I ended up buying the chapstick like loctite, blue, it was like $9-10 but will last a LONG time.

Nothing is a replacement for threadlocker. I put it on every bolt that I never want it to back out again or get loose (like brake rotor bolts, mounting bolts etc...) but most other parts on a bike a thin layer of lube (grease) works fine. I just use whatever park or finish like stuff that's waterproof.


----------



## supercorsa (Jan 18, 2004)

yippers, correct answers indeed. 

if you want to get technical, loctite is considered an "anerobic adhesive". stays liquid until the air goes away, then it sets up. 

cool stuff...


----------



## Jerk_Chicken (Oct 13, 2005)

Permatex non-hardening sealer is good, too. It's brown goop, generally used on engines and transmissions where bolts go through water jackets or oil galleys. You spread the stuff on the bolts and put them in. It dries to some extent, but remains a wee bit pliable.


----------



## gmats (Apr 15, 2005)

In a pinch, if there is some nail polish lying around, you can use that.


----------



## Jerk_Chicken (Oct 13, 2005)

Since the nail polish tends to be a bit thick, you definitely want it on the inside of the nut, too. You can put some on the bolt and too much of it would be pushed away to be effective.


----------



## HHL (Nov 24, 2004)

*loctite applications?*

Is putting the blue loctite on the bottombracket a good or bad idea? On those with external bearings?


----------



## Jerk_Chicken (Oct 13, 2005)

I have before. It's ok, but it can make the cups a bit tough to pull out, thus chewing up the splines with the tool if you're wrenching on it.


----------



## Hecubus (Jan 12, 2004)

Loctite is an anaerobic adhesive. It dries when there is no air.
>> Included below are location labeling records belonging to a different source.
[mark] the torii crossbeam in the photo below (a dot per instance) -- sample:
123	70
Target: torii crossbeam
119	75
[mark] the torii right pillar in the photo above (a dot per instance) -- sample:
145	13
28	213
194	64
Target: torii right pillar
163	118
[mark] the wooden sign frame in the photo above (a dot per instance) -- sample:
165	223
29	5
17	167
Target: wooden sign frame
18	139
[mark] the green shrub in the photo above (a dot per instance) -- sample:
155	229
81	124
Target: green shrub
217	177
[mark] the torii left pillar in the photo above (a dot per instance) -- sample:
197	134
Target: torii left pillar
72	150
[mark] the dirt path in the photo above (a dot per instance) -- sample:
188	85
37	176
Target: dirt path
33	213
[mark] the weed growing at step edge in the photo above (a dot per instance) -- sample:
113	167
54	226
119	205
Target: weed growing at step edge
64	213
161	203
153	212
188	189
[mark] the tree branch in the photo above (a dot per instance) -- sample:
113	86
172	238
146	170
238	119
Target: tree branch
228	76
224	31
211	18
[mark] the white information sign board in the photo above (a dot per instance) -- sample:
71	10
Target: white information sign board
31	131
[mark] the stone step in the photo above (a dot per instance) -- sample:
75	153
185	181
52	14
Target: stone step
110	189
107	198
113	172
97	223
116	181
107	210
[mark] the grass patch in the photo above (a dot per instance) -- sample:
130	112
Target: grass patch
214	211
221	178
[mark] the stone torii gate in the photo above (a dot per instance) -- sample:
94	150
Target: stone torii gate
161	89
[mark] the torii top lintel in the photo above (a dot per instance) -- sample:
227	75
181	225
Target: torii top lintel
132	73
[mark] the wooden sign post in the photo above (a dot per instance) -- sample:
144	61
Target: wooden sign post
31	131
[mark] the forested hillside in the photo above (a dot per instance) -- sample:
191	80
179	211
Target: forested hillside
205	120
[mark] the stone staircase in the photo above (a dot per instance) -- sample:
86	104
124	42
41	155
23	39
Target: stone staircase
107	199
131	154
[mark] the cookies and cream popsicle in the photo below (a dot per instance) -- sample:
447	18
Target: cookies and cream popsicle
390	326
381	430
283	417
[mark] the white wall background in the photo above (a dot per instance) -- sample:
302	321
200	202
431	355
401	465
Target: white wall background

There is a type of loctite that is designed to be pre applied on to bolts before the are installed but its not the typical consumer level stuff you find.



HHL said:


> Is putting the blue loctite on the bottombracket a good or bad idea? On those with external bearings?


Not if you ever want to remove them again. The only thing that should go on there is grease to keep them from seizing. BB cups do a damn good job of seizing in place if you're not carefull. They don't need any extra help at it


----------



## Jerk_Chicken (Oct 13, 2005)

I can't find any places that sells the blue stick. It's pretty interesting because i can keep it in my tool box and not worry about it leaking.


----------



## bubbrubb (Jun 10, 2004)

HHL said:


> Is putting the blue loctite on the bottombracket a good or bad idea? On those with external bearings?
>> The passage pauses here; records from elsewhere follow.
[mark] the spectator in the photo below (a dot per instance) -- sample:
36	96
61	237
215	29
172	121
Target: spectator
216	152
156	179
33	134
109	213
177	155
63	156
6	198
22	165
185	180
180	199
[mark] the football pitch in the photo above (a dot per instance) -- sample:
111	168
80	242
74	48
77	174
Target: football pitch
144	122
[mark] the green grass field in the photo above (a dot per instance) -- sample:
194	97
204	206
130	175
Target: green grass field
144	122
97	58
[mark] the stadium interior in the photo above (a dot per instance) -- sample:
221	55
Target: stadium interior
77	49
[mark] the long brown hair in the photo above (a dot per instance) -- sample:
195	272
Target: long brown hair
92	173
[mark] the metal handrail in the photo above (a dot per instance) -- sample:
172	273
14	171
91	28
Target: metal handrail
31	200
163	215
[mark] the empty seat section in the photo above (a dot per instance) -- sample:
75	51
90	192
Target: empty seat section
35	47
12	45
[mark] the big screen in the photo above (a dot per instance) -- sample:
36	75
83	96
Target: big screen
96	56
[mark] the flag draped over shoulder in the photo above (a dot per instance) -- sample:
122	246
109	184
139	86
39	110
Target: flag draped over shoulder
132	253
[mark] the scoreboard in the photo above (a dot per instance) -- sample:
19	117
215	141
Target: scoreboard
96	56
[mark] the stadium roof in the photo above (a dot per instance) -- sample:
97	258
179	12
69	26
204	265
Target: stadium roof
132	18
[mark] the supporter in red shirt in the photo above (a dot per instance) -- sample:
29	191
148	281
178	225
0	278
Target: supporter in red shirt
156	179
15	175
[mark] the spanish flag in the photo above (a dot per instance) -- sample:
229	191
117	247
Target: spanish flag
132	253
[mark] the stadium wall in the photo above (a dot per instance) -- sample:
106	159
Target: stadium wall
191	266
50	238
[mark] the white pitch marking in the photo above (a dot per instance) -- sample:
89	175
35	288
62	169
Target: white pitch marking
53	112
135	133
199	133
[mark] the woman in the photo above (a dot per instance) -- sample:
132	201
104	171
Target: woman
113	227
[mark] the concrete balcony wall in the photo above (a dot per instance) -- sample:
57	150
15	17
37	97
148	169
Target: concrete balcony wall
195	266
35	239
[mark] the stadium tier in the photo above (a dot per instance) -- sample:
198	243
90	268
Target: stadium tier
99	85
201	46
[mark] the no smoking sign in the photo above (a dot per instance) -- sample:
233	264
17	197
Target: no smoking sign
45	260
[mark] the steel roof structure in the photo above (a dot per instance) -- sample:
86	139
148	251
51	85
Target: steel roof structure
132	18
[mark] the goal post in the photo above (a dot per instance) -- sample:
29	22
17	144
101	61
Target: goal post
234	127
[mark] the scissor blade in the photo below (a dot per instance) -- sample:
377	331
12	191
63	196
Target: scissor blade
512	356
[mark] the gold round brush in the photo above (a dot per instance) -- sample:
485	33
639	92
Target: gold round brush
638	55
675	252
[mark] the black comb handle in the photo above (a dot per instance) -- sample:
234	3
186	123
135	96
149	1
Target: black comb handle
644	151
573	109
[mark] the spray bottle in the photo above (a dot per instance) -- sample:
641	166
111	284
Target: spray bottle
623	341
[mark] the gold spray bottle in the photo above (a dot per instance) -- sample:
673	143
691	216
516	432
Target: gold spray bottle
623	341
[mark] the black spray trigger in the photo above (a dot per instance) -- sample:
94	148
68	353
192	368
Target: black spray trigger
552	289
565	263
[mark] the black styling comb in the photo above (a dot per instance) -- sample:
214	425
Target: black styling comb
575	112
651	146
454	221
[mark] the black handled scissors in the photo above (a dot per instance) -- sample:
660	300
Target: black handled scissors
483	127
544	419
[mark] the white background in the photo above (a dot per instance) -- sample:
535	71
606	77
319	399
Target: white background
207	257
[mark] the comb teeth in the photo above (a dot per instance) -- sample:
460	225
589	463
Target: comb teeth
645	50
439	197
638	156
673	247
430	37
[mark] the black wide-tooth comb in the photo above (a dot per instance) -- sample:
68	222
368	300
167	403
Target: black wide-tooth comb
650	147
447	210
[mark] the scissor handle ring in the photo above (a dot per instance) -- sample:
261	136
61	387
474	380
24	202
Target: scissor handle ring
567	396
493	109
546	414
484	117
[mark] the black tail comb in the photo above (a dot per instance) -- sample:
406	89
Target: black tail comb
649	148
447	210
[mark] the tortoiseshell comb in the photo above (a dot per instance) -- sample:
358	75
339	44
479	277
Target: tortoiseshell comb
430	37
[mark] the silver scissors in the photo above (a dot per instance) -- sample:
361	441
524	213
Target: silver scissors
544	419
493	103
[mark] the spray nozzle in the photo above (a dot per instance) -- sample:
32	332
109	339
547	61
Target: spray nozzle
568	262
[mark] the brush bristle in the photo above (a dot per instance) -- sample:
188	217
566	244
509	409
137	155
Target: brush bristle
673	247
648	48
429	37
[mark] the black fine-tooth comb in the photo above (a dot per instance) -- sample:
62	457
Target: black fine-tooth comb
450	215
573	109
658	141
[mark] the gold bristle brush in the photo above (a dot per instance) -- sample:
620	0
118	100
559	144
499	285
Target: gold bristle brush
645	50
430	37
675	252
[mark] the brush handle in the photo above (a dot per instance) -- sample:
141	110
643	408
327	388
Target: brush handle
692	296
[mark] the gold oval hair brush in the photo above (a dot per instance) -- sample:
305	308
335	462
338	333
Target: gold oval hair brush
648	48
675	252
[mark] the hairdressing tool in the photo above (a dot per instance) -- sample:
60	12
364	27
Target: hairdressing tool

There really is no need to go that far. A properly torqued BB will not work its way out.

I use copper-paste grease to coat the BB/threads before installation.


----------



## FrankinMich (Dec 17, 2005)

*Loctite on bottom brackets*



HHL said:


> Is putting the blue loctite on the bottombracket a good or bad idea? On those with external bearings?
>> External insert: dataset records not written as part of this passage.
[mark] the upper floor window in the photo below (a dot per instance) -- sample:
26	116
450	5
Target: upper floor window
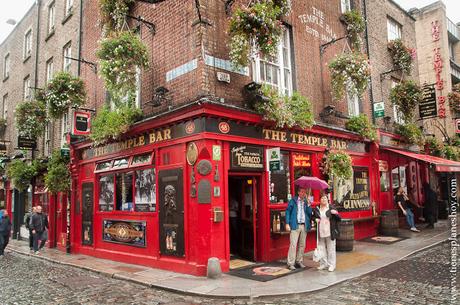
26	87
276	71
51	17
49	69
28	44
6	66
345	6
394	29
67	54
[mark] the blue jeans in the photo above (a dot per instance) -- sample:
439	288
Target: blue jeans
410	218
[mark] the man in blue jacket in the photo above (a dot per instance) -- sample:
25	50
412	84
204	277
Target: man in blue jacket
298	223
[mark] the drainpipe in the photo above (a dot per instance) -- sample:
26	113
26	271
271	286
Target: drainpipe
366	35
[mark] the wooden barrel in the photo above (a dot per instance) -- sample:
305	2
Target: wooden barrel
389	223
347	235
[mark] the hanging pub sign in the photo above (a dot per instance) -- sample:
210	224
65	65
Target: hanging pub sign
26	143
427	107
246	157
81	123
352	194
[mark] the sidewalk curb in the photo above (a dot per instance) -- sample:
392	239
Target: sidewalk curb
188	293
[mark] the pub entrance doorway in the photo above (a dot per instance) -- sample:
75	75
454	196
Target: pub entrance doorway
243	202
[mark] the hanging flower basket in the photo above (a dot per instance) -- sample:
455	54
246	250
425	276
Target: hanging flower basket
258	24
30	119
109	125
284	110
349	72
402	56
454	100
57	177
406	96
361	125
355	27
410	133
113	13
338	164
62	92
120	56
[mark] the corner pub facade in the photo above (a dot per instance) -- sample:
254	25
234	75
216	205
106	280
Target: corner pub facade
160	195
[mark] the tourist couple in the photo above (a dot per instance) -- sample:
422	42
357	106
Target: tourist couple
299	215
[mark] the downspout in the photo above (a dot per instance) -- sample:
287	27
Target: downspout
366	35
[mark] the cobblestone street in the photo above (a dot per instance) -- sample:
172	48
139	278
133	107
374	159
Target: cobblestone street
422	278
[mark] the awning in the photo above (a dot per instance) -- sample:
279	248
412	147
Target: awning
442	165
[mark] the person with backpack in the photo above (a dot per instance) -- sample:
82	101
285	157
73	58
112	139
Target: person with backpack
5	231
39	226
27	218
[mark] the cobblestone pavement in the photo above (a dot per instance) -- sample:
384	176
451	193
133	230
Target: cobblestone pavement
419	279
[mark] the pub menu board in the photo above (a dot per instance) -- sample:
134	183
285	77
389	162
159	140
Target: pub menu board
427	106
352	194
171	218
246	157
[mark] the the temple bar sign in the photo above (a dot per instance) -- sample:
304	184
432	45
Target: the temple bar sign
297	138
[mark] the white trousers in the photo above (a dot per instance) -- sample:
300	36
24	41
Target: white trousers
326	247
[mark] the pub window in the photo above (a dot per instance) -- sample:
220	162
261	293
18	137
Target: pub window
106	192
124	192
280	190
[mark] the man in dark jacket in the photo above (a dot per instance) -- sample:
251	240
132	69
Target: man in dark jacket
5	230
38	225
298	223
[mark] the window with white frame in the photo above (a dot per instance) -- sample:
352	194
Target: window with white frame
67	54
5	106
276	71
68	6
49	69
398	117
345	6
51	17
353	104
6	66
26	87
393	29
28	44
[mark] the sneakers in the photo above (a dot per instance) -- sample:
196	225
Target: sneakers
300	265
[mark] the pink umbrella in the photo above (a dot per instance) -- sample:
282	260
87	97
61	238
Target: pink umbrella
313	183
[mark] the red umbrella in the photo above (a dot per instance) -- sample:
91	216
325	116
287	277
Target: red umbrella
313	183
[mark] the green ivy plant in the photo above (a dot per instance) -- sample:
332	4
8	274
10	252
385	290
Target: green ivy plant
350	72
113	13
62	92
109	125
57	177
361	125
257	24
31	118
338	164
406	96
402	56
411	133
286	111
120	56
355	27
21	173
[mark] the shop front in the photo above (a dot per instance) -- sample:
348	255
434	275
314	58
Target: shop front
207	181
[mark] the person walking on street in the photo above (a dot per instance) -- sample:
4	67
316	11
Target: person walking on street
27	219
5	231
404	203
298	214
327	218
39	225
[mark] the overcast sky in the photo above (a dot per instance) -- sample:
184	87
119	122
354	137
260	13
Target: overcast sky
15	9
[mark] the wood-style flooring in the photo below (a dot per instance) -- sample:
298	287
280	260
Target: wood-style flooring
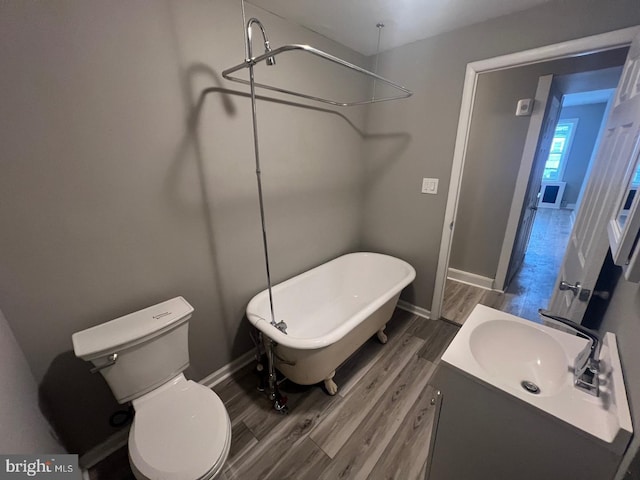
378	426
531	287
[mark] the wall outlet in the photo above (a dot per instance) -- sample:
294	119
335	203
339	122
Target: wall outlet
524	107
430	185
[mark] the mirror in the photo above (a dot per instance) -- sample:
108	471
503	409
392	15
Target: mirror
624	227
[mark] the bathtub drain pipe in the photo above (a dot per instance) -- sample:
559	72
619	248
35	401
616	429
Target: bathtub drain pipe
279	401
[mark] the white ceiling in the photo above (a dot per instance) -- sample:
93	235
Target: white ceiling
353	22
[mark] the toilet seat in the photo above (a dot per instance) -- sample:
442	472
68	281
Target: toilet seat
181	431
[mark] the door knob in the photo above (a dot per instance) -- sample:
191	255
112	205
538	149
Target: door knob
567	286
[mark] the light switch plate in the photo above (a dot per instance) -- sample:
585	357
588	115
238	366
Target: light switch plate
430	185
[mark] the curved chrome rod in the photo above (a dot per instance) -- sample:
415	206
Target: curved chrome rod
326	56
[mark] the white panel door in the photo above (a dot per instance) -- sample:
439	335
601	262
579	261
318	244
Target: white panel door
588	242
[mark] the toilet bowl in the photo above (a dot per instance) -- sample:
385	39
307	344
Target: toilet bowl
181	429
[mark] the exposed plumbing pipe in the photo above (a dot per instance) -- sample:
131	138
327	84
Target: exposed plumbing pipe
278	401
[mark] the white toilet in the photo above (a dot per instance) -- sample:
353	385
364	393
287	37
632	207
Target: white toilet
181	429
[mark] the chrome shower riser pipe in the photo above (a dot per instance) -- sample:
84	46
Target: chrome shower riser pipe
273	394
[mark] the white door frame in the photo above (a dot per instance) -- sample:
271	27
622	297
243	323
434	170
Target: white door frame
571	48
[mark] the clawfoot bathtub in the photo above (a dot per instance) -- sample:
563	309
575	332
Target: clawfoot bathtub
330	311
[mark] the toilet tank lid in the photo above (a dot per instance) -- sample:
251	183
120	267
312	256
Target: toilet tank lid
130	329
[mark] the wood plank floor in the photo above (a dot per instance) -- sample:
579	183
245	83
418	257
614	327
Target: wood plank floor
378	426
531	287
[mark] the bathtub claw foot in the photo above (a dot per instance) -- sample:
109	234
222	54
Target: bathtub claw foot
382	337
330	385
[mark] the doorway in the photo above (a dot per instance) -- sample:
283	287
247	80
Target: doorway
489	292
577	136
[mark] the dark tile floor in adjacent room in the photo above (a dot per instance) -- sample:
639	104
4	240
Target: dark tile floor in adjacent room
532	286
378	426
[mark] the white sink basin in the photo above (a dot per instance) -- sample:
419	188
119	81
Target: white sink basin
503	351
514	352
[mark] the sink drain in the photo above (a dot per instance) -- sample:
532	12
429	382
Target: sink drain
530	387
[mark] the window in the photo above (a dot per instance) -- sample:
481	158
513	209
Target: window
559	151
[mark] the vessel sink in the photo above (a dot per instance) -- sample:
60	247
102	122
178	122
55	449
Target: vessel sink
533	363
514	352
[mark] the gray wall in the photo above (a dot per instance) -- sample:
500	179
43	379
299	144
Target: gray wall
116	192
589	122
398	218
24	428
494	153
623	319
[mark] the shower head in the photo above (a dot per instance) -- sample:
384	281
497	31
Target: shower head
267	49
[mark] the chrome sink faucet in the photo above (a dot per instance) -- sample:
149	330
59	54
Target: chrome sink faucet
587	364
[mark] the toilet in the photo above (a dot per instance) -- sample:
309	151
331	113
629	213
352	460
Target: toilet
181	429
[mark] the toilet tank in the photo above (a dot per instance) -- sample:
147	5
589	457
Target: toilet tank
140	351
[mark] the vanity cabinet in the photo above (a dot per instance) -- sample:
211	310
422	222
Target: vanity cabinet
482	433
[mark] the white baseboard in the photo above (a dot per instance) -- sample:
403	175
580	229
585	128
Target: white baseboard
227	370
409	307
104	449
471	279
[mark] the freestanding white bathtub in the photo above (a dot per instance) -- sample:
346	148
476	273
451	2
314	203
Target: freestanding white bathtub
330	311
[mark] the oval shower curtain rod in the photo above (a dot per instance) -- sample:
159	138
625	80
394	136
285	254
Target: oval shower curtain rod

NO! Definitely not. The torque spec's for cartridge bottom brackets and 'X' type external bearings are typically quite high. Simply coat the threads with a good, waterproof grease and tighten them with a torque wrench. Using blue loctite will make it very difficult to remove the bearings or cartridge, and will probably result in damage to your bottom bracket and/or frame when you attempt to remove them.


----------



## patineto (Oct 28, 2005)

loctite catalizes anaerobically a.k.a. in the absense of air.so not wonders still "Wet" after a few days..
aplyi it right before you are installing the bolt in question (only a very little amount is necesary), is also other product like permaflex (i think is the name) that can be aply before and let them dry, but not as efficient as loctite.

also be very careful this substance is extremlly toxic,so read the warnings before ussing it,, no joke...


----------



## Jerk_Chicken (Oct 13, 2005)

I found the Loctite stick. While expensive at $11.99 at autozone, it's definitely a nice product to use. The liquid tends to flow too much when applying it, while this allows you to just put precisely a TINY amount that is needed. I reckon it will work out to the same pricing factoring in less waste.

Oh yes, Loctite is neurotoxic.


----------



## emvath (Mar 16, 2004)

gmats said:


> In a pinch, if there is some nail polish lying around, you can use that.


....and it looks pretty!


----------



## leleklegrunt (Nov 24, 2004)

FrankinMich said:


> NO! Definitely not. The torque spec's for cartridge bottom brackets and 'X' type external bearings are typically quite high. Simply coat the threads with a good, waterproof grease and tighten them with a torque wrench. Using blue loctite will make it very difficult to remove the bearings or cartridge, and will probably result in damage to your bottom bracket and/or frame when you attempt to remove them.


How do you use a torque wrench on external bearing brackets? Is there some tool available that will attach to a wrench?


----------



## willtsmith_nwi (Jan 1, 1970)

*No ...*



HHL said:


> Is putting the blue loctite on the bottombracket a good or bad idea? On those with external bearings?


No, you shouldn't use it on bottom brackets. Use grease and tension the bracket properly. Now, crank bolts are an entirely different matter.


----------



## FrankinMich (Dec 17, 2005)

*Torque wrench on BB*



leleklegrunt said:


> How do you use a torque wrench on external bearing brackets? Is there some tool available that will attach to a wrench?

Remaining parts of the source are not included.